99 banyak kelemahan dan ketidaksesuaian dengan tingkat kebutuhan riil dari kegiatan pendidikan itu sendiri. 6. Peningkatan alokasi anggaran pendidikan ternyata tidak sepenuhnya memberikan implikasi langsung terhadap perluasan kesempatan masyarakat Kota Bekasi untuk memperoleh pelayanan pendidikan - Di tingkat pendidikan dasar, pengaruh alokasi anggaran pendidikan dari belanja daerah cukup besar dalam memperluas kesempatan masyarakat untuk memperoleh pelayanan pendidikan. Hal ini karena tersedianya sarana dan prasana pendidikan yang memadai serta adanya pembebasan biaya pendidikan dan subsidi biaya pendidikan untuk siswa di tingkat pendidikan dasar, yang bersumber dari belanja daerah. - Sedangkan di tingkat pendidikan menengah, alokasi anggaran pendidikan dari belanja daerah belum memberikan pengaruh yang besar bagi perluasan kesempatan masyarakat untuk memperoleh pelayanan pendidikan setingkat SMA. Hal ini disamping karena masih sedikitnya jumlah sekolah negeri dan sarana prasarana pendukungnya, juga dikarenakan belum dilaksanakannya kebijakan pembebasan biaya sekolah atau subsidi untuk siswa di tingkat sekolah menengah oleh Pemkot Bekasi. 5.2 Rekomendasi Berpijak pada hasil studi analisis ini, dapat direkomendasikan hal-hal sebagai berikut : 1. Pemerintah Kota Bekasi di tahun-tahun mendatang dituntut untuk lebih meningkatkan komitmennya dalam memenuhi kebutuhan pelayanan pendidikan bagi masyarakatnya, melalui pengalokasian anggaran pembangunan pendidikan yang lebih besar lagi.
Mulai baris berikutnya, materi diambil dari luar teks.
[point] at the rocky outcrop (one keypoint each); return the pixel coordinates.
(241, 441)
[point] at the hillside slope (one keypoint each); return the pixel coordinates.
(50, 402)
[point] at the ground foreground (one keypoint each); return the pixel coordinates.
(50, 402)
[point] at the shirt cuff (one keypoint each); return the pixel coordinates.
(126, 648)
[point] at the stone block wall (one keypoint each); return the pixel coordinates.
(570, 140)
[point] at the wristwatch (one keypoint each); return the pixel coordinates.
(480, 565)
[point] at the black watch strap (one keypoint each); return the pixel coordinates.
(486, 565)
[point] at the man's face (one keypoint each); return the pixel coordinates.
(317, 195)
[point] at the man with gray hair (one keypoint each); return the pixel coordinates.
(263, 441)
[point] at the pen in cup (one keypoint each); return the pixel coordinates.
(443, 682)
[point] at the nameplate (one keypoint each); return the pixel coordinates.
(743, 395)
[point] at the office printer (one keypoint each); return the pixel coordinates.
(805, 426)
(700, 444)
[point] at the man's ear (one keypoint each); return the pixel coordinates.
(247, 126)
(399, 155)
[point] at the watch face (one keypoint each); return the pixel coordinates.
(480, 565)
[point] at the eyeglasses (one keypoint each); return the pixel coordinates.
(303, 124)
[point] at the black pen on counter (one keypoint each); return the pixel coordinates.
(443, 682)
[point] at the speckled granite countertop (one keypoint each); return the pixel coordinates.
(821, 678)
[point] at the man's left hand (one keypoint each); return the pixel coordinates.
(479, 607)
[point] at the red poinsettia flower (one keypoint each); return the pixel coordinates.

Distribusi anggaran pembangunan pendidikan kiranya tidak hanya difokuskan pada usaha untuk memenuhi misi pendidikan gratis saja, namun agar tetap memberikan prioritas yang besar pada penyediaan sarana dan prasarana pendidikan yang layak dan memadai. Perlu dilakukan peningkatan rehabilitasi dan pembangunan ruang kelas, serta perlu dipertimbangkan untuk menambah jumlah SMP dan SMA negeri dengan melihat tingkat kebutuhan pada masing-masing wilayah

100 kecamatan dalam rangka pemerataan pelayanan pendidikan bagi seluruh masyarakat di Kota Bekasi. 2. Pemerintah Kota Bekasi kiranya perlu menggalang partisipasi pembiayaan pendidikan secara kreatif dari masyarakat luas, terutama dari para pengusaha di bidang pendidikan agar lebih besar mengalokasikan dana pendidikan tanpa membebani biaya yang terlalu tinggi bagi masyarakat orangtua siswa atau golongan lemah/miskin. 3. Kinerja DPRD Kota Bekasi yang selama ini dianggap kurang memuaskan oleh masyarakat, sehingga perlu adanya mekanisme dimana DPRD harus bertanggung jawab kepada masyarakat, serta dibentuk lembaga penelitian dan layanan informasi yang independen guna membantu DPRD dalam menjalankan fungsinya di bidang penyusunan kebijakan dan pengawasan. 4. Dalam rangka mewujudkan transparansi dan akuntabilitas dalam pertanggungjawaban belanja pendidikan, perlu kiranya disediakan media informasi dan komunikasi yang mudah diakses oleh masyarakat, sehingga mereka dapat memberikan penilaian yang obyektif tentang dampak atau pencapaian upaya dari setiap alokasi anggaran yang disediakan.